The Unapologetic Mathematician

Mathematics for the interested outsider

Equicontinuity, Convergence in Measure, and Convergence in Mean

First off we want to introduce another notion of continuity for set functions. We recall that a set function \nu on a class \mathcal{E} is continuous from above at \emptyset if for every decreasing sequence of sets E_n\in\mathcal{E} with \lim_nE_n=\emptyset we have \lim_n\nu(E_n)=0. If \{\nu_m\} is a sequence of set functions, then, we say the sequence is “equicontinuous from above at \emptyset” if for every sequence \{E_n\}\subseteq\mathcal{E} decreasing to \emptyset and for every \epsilon>0 there is some number N so that if n\geq N we have \lvert\nu_m(E_n)\rvert<\epsilon. It seems to me, at least, that this could also be called “uniformly continuous from above at \emptyset“, but I suppose equicontinuous is standard.

Anyway, now we can characterize exactly how convergence in mean and measure differ from each other: a sequence \{f_n\} of integrable functions converges in the mean to an integrable function f if and only if \{f_n\} converges in measure to f and the indefinite integrals \nu_n of \lvert f_n\rvert are uniformly absolutely continuous and equicontinuous from above at \emptyset.

We’ve already shown that convergence in mean implies convergence in measure, and we’ve shown that convergence in mean implies uniform absolute continuity of the indefinite integrals. All we need to show in the first direction is that if \{f_n\} converges in mean to f, then the indefinite integrals \{\nu_n\} are equicontinuous from above at \emptyset.

For every \epsilon>0 we can find an N so that for n\geq N we have \lVert f_n-f\rVert_1<\frac{\epsilon}{2}. The indefinite integral of a nonnegative a.e. function is real-valued, countably additive, and nonnegative, and thus is a measure. Thus, like any measure, it’s continuous from above at \emptyset. And so for every sequence \{E_m\} of measurable sets decreasing to \emptyset there is some M so that for m\geq M we find

\displaystyle\begin{aligned}\int\limits_{E_m}\lvert f_n-f\rvert\,d\mu&<\frac{\epsilon}{2}\\\int\limits_{E_m}\lvert f\rvert\,d\mu&<\frac{\epsilon}{2}\end{aligned}

the first for all n from 1 to N. Then if m\geq M we have

\displaystyle\lvert\nu_n(E_m)\rvert=\int\limits_{E_m}\lvert f_n\rvert\,d\mu\leq\int\limits_{E_m}\lvert f_n-f\rvert\,d\mu+\int\limits_{E_m}\lvert f\rvert\,d\mu<\epsilon

for every positive n. We control the first term in the middle by the mean convergence of \{f_n\} for n\geq N and by the continuity from above of \int_E\lvert f_n-f\rvert\,d\mu for n\leq N. And so the \nu_n are equicontinuous from above at \emptyset.

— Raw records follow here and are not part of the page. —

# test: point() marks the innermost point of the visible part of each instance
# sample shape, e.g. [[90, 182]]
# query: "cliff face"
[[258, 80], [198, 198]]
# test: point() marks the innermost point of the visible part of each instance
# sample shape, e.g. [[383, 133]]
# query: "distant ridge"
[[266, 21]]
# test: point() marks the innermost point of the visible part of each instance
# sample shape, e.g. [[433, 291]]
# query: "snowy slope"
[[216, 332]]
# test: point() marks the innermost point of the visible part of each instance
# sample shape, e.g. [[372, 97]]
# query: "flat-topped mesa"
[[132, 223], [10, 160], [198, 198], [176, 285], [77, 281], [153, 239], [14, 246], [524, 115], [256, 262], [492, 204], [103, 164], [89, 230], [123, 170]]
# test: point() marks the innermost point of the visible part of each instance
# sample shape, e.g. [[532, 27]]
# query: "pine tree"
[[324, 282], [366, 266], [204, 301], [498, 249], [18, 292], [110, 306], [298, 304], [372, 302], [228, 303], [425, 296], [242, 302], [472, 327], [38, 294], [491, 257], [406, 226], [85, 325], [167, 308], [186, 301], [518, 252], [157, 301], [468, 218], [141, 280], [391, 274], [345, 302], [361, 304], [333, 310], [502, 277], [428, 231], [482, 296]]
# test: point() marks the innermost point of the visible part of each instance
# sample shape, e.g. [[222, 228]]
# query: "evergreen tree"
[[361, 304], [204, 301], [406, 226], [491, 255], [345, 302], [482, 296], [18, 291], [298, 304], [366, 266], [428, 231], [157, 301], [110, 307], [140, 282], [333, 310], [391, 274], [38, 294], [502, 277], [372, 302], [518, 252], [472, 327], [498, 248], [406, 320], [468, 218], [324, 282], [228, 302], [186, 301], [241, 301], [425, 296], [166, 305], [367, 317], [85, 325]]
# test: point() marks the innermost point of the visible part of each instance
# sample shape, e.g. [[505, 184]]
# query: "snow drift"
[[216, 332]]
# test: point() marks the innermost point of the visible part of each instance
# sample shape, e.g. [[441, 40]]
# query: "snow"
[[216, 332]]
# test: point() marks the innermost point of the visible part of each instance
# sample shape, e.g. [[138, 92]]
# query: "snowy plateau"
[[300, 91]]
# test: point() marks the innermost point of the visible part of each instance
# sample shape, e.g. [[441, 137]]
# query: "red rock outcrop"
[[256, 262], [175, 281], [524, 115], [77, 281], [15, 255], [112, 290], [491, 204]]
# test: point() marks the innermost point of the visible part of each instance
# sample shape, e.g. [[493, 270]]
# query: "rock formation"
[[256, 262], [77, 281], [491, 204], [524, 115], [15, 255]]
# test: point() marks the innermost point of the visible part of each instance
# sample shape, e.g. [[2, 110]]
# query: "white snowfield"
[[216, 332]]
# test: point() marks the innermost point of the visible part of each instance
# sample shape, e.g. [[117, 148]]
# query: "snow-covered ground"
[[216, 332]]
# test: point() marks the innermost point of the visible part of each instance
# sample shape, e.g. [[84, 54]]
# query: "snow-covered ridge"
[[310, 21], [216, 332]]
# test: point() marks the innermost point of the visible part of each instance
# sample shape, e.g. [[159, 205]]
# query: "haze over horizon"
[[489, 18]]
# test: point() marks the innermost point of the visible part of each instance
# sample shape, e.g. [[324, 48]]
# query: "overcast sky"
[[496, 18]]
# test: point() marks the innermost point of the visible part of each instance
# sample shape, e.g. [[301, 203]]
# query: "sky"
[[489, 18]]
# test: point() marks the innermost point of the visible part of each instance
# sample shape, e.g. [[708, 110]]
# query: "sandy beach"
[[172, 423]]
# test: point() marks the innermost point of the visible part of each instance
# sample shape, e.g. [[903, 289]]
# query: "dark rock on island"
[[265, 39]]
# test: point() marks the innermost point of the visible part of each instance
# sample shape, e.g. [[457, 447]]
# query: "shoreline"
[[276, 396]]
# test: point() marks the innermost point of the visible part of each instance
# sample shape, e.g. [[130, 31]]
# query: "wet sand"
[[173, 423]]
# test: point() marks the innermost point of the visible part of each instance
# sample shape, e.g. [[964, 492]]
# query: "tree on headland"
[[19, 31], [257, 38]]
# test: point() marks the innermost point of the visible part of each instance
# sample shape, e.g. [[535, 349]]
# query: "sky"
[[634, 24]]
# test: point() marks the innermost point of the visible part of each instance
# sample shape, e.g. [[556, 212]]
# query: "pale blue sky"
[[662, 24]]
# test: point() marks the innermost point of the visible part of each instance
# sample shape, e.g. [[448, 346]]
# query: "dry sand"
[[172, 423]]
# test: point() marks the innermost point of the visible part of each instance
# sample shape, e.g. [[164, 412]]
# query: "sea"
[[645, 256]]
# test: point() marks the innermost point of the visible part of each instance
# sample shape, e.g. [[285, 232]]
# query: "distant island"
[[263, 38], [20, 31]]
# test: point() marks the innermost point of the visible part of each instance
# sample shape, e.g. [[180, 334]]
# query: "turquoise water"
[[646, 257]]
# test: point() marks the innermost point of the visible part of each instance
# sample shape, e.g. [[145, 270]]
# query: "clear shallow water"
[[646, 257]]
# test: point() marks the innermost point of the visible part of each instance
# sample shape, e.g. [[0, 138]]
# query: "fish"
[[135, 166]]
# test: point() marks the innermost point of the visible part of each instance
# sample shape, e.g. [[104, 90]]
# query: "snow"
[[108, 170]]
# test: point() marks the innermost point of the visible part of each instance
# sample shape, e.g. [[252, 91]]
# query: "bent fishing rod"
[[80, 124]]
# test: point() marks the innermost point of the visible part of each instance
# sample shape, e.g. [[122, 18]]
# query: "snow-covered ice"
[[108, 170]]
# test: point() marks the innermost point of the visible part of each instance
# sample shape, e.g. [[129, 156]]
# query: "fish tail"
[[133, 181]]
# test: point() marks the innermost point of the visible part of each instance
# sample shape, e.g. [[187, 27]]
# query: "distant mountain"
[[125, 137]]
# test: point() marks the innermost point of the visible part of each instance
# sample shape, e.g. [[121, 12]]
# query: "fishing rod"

Now we turn to the sufficiency of the conditions: assume that \{f_n\} converges in measure to f, and that the sequence \{\nu_n\} of indefinite integrals is both uniformly absolutely continuous and equicontinuous from above at \emptyset. We will show that \{f_n\} converges in mean to f.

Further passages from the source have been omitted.